Para o Governo de Lula da Silva, a estratégia actua em duas frentes simultâneas: por um lado, Trump intensifica as críticas contra o Executivo brasileiro para aumentar a pressão política sobre o país; por outro, Milei procura conferir um caráter internacional ao projeto eleitoral do filho do ex-presidente, participando ativamente em agendas políticas a seu favor.
Milei procura consolidar-se como referência da direita regional
No âmbito desta mesma articulação internacional da extrema-direita, o presidente da Argentina chegou a Lima para assistir à tomada de posse da presidente Keiko Fujimori. A viagem à capital peruana não se deveu apenas ao protocolo diplomático; para diversos sectores políticos, a agenda de Milei visa aproveitar a mudança de cenário na América Latina para se consolidar como a principal figura de referência da direita na região.
Milei teve um encontro privado com Fujimori antes da cerimónia no Congresso peruano, acompanhado pela secretária-geral da Presidência, Karina Milei; pelo ministro dos Negócios Estrangeiros, Pablo Quirno, e pela imitadora Fátima Florez.
Na Casa Rosada, observam com entusiasmo as mudanças no panorama político da região. A vitória do colombiano Abelardo de la Espriella na sucessão do presidente Gustavo Petro, aliada à ascensão de Fujimori no Peru, são consideradas pelo Governo de Milei como sinais favoráveis à sua agenda ideológica.
🚨Brasil denuncia "provocación sin precedentes" de Milei contra Lula. El canciller Mauro Vieira calificó de "agresiva" la intromisión y habló de ofensa "al pueblo brasileño". Milei llamó "presidiario" y "ladrón" a Lula en un acto de la derecha brasileña.#teleSUR #Brasil… pic.twitter.com/5LUMtdJ5tR
— teleSUR TV (@teleSURtv) July 28, 2026
O chefe de Estado argentino prevê estar presente na cerimónia de tomada de posse presidencial de De la Espriella na Colômbia e realizar uma reunião com o presidente do Equador, Daniel Noboa. Nos meses anteriores, Milei apoiou as candidaturas de líderes de direita como José Antonio Kast no Chile e Rodrigo Paz na Bolívia.
Apesar das tentativas de criar uma rede de alianças regionais no âmbito da sua chamada «batalha cultural», o presidente argentino é visto no cenário continental mais como um executor das directrizes de Trump do que como uma liderança com peso próprio.
Reavaliação da política externa na sequência da crise diplomática
Este cenário de expansão continental desenrola-se em paralelo com o agravamento da crise bilateral entre o Brasil e a Argentina. Na sequência dos ataques de Javier Milei contra o presidente Luiz Inácio Lula da Silva durante a convenção nacional do Partido Liberal em São Paulo, o Ministério dos Negócios Estrangeiros brasileiro (Itamaraty) chamou para consultas o embaixador do Brasil em Buenos Aires, Julio Glinternick Bitelli. A medida representa um facto sem precedentes na história recente das relações diplomáticas entre ambas as nações.

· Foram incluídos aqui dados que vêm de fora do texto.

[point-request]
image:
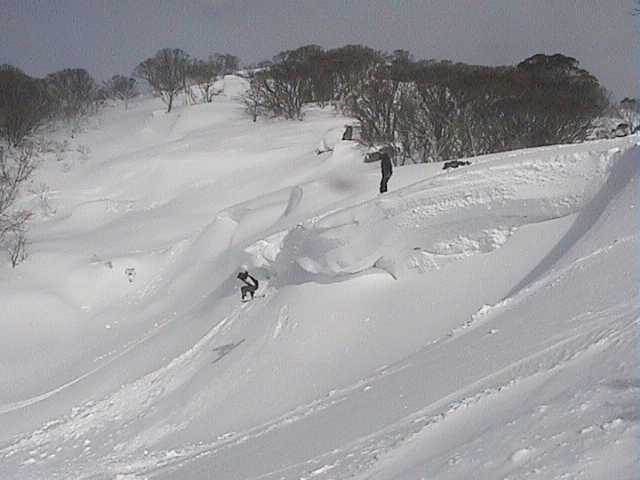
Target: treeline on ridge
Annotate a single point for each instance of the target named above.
(434, 110)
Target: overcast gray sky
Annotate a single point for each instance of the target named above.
(112, 36)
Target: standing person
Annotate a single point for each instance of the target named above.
(250, 283)
(386, 169)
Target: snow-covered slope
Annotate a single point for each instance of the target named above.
(476, 323)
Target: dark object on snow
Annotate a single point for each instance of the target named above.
(454, 164)
(348, 133)
(250, 284)
(386, 168)
(621, 130)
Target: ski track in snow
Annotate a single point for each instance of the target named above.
(110, 439)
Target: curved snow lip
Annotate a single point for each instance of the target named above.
(471, 211)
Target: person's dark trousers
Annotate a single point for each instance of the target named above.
(383, 183)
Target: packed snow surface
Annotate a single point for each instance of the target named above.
(472, 323)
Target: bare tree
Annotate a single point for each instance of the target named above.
(24, 104)
(75, 92)
(16, 166)
(281, 89)
(226, 62)
(166, 72)
(121, 88)
(203, 74)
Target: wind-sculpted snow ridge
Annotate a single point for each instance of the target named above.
(474, 210)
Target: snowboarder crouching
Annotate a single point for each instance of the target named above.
(250, 284)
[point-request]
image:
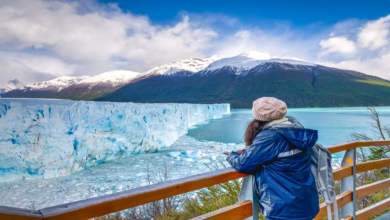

O diplomata irá realizar reuniões em Brasília com o ministro dos Negócios Estrangeiros Mauro Vieira para apresentar uma análise detalhada da conjuntura política argentina e definir os próximos passos da política externa.
As autoridades brasileiras acompanham a diplomacia do país vizinho, mantendo a orientação de evitar uma escalada pública do conflito. O presidente Lula da Silva mantém a determinação de responder exclusivamente pela via institucional, através do Itamaraty, impedindo que a oposição tire partido do confronto político para fins eleitorais.